フエにおびえた気配もなく、そして、その少年に、僅かばかりでも認知を与えるそぶりもない。そこにいるのかいないのか、そんなことには気にも留まらない、ようするにどうでもいい存在としてだけ、フエの眼差しは彼を捉えていた。
いつもは集団で深夜に忍び込んで、そしてバイクや家電製品を丸ごと奪ってにかっさらって行くらしかった。実際、十二時を回って仕舞えば、このあたりに人影などなかった。鍵が閉められるにしても、粗いシャッターを内側から南京錠で止めるくらいが関の山なので、たしかに、その気になれば誰でも盗みくらい働けないわけがない。
少年が、起こした、数少ない単独犯罪の一つが、ゴックの殺害事件と、この日の朝の、侵入だったのかもしれない。
どうして、単独の犯行など企てたのだろう?腹でも減っていたのだろうか?
…Đói bụng quá
いずれにしても、少年は、名を名乗りもせずに、いまや、開け放たれたシャッターにもたれかかって、裏庭の木立を見ていた。
そうするのが当然のように。むしろ、あるいは、それが毎日、いつもそうしているから今日も当然そうしているだけだったようにさえ見えて、中途半端な、いかなる違和感をも許さない。
だれも世話をしなくってから、裏庭は草が伸び放題になっていた。猫がどこかに二匹住んでいるはずだった。

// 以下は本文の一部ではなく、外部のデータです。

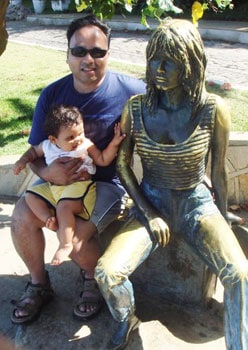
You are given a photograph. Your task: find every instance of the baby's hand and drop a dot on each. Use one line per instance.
(18, 167)
(118, 136)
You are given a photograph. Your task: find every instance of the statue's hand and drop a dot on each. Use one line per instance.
(160, 230)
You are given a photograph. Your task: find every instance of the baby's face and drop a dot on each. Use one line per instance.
(70, 137)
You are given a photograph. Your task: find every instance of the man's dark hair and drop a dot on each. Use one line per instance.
(61, 116)
(85, 21)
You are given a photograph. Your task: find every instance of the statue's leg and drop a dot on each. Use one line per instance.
(215, 242)
(128, 249)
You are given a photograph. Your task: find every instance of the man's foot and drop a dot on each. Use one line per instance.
(29, 306)
(121, 337)
(52, 223)
(90, 300)
(62, 254)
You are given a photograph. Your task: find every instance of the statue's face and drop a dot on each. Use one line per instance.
(165, 73)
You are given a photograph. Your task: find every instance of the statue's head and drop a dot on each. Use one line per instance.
(180, 41)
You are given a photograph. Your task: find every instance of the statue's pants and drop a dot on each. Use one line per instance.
(194, 216)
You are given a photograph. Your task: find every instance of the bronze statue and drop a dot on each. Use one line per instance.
(175, 126)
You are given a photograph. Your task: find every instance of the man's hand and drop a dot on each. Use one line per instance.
(159, 230)
(64, 171)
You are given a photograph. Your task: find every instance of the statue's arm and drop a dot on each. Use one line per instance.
(157, 227)
(220, 142)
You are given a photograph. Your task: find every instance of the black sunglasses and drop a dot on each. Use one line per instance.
(80, 51)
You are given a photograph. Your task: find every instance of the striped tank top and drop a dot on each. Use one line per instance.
(179, 166)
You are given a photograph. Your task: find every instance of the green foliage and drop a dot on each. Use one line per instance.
(151, 8)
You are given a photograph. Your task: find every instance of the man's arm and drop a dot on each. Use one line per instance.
(33, 153)
(62, 171)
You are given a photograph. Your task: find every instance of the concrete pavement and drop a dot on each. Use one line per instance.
(163, 325)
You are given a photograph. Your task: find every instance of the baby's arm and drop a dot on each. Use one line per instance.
(30, 155)
(105, 157)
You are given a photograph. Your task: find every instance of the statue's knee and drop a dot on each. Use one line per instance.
(232, 274)
(106, 273)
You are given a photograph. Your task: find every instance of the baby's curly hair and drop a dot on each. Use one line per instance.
(61, 116)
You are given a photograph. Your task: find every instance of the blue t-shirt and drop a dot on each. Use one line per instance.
(101, 109)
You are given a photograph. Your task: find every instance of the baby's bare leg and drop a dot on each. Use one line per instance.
(66, 211)
(41, 210)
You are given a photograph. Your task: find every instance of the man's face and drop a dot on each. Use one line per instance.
(88, 72)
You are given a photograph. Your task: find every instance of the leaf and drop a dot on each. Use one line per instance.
(197, 11)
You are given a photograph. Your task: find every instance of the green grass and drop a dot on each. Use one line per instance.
(25, 70)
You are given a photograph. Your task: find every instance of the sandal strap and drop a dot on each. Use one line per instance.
(34, 296)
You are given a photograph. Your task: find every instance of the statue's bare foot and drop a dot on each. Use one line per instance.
(62, 254)
(52, 223)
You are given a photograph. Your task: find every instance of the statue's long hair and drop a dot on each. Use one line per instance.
(180, 41)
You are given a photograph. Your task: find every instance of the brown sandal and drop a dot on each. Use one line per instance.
(89, 285)
(32, 301)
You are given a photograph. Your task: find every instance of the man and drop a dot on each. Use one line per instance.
(100, 95)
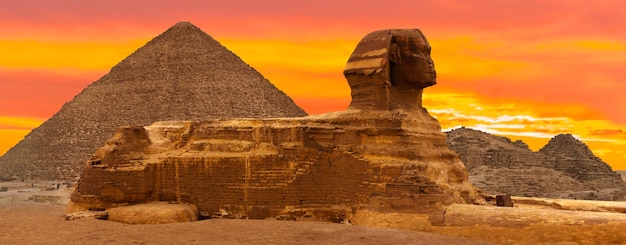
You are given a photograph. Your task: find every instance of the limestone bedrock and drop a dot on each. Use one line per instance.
(385, 154)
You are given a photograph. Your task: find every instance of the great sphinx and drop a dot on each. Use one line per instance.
(384, 154)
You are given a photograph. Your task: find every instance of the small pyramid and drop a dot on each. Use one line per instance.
(183, 74)
(567, 144)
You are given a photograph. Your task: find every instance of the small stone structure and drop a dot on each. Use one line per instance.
(385, 154)
(504, 200)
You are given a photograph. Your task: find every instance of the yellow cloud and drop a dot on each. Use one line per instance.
(10, 137)
(19, 122)
(55, 55)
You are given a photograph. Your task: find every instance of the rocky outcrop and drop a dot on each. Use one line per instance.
(183, 74)
(385, 156)
(563, 168)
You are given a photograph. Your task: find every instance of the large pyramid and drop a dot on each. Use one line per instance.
(183, 74)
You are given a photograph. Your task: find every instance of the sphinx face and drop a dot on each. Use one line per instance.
(410, 62)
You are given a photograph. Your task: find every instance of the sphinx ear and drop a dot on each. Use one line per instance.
(394, 53)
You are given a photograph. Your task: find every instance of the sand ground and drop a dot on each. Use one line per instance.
(35, 214)
(31, 215)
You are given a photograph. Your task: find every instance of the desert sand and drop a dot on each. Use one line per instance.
(34, 215)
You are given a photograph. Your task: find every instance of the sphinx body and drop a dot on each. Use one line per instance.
(385, 154)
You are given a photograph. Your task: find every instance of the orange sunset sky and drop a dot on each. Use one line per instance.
(523, 69)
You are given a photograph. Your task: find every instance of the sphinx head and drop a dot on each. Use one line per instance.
(389, 69)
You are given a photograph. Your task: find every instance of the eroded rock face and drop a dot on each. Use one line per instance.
(564, 168)
(389, 70)
(387, 157)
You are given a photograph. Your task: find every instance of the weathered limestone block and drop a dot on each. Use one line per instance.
(383, 155)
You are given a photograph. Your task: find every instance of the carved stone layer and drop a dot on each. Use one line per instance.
(261, 168)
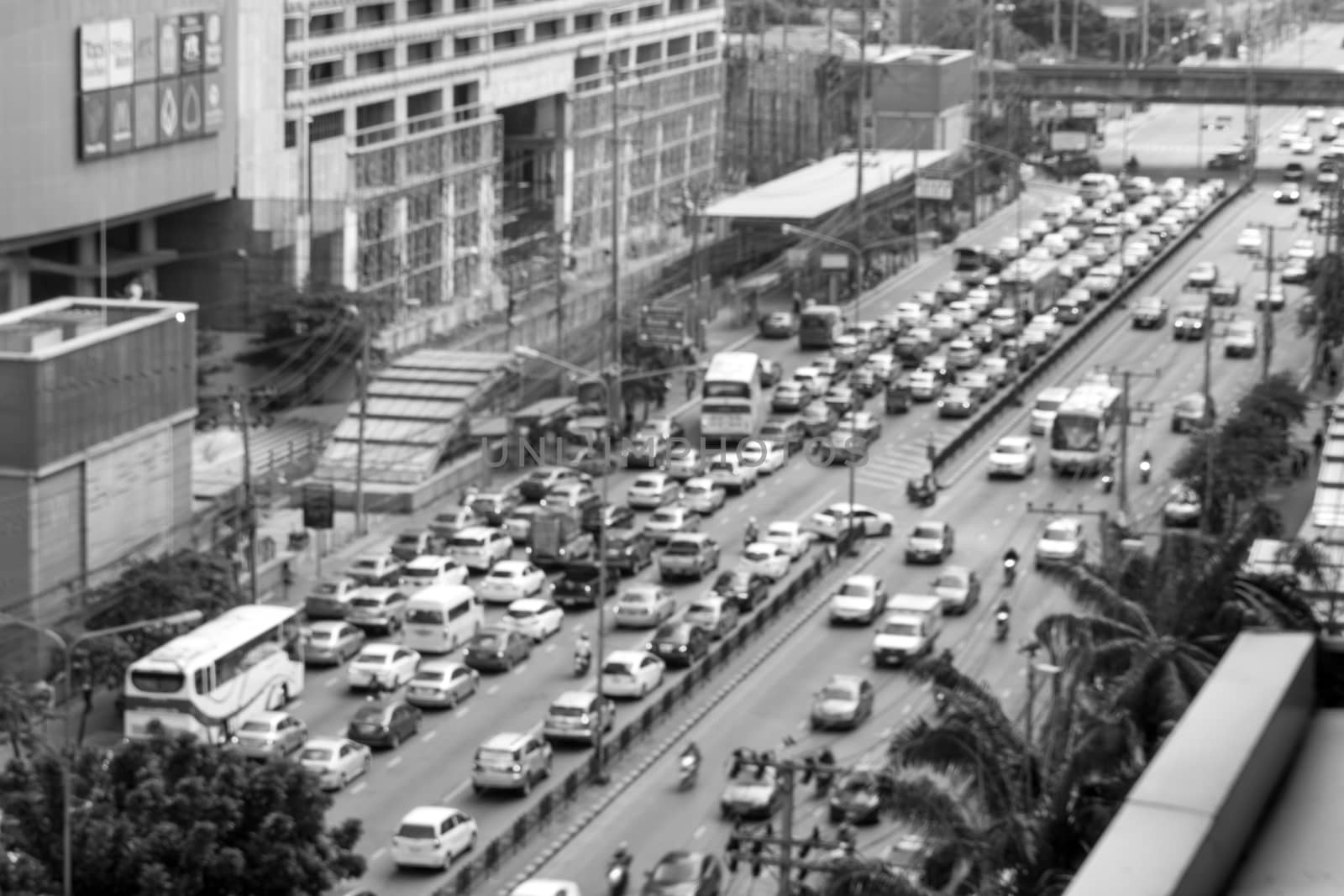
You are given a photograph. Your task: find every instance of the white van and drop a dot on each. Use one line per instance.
(443, 617)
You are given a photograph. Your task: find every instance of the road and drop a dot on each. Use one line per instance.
(988, 516)
(1187, 136)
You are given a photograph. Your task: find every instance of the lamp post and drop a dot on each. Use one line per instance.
(67, 649)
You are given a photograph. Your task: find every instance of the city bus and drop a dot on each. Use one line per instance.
(1082, 436)
(214, 678)
(734, 401)
(819, 325)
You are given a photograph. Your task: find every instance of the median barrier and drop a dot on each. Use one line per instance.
(1014, 396)
(488, 859)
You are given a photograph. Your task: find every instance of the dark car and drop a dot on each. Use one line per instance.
(748, 590)
(385, 725)
(629, 550)
(685, 873)
(497, 649)
(679, 644)
(580, 584)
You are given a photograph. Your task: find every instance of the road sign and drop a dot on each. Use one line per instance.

その少年に、草でも枯らせればいいのだった。勝手に茂る、バナナのせめてもの世話でも。そんな指示をくれてやるのも億劫で、私はポケットから何枚か紙幣を出し、テーブルをこぶしの先で叩いて鳴らすと、悪びれもせずに少年は振り向く。
ん?
少年が微笑む。
…なに?…ねぇ。何か用?
そんな眼差しで。用などない。テーブルの上に置かれた紙幣を見ると、それでも犬の、《待て》の眼差しをくれた。…マダですか?
私が指先ではじいて、それを床に散らしたとき、少年はありもしないしっぽをふって、飛び掛るようにひざまづき、それを拾った。フエは興味さえ示さない。
ただ、好きにしろ、と。
少年は紙幣を数えて、…大した金額ではない。一万ドン数枚と、五万ドンと、千ドンだの、二千ドンだのの、半端な、しわだらけの紙幣。あわせて、十万ドンもない。日本円の、500円くらい。それども、ここでは3回か5回くらいは、食事にありつける。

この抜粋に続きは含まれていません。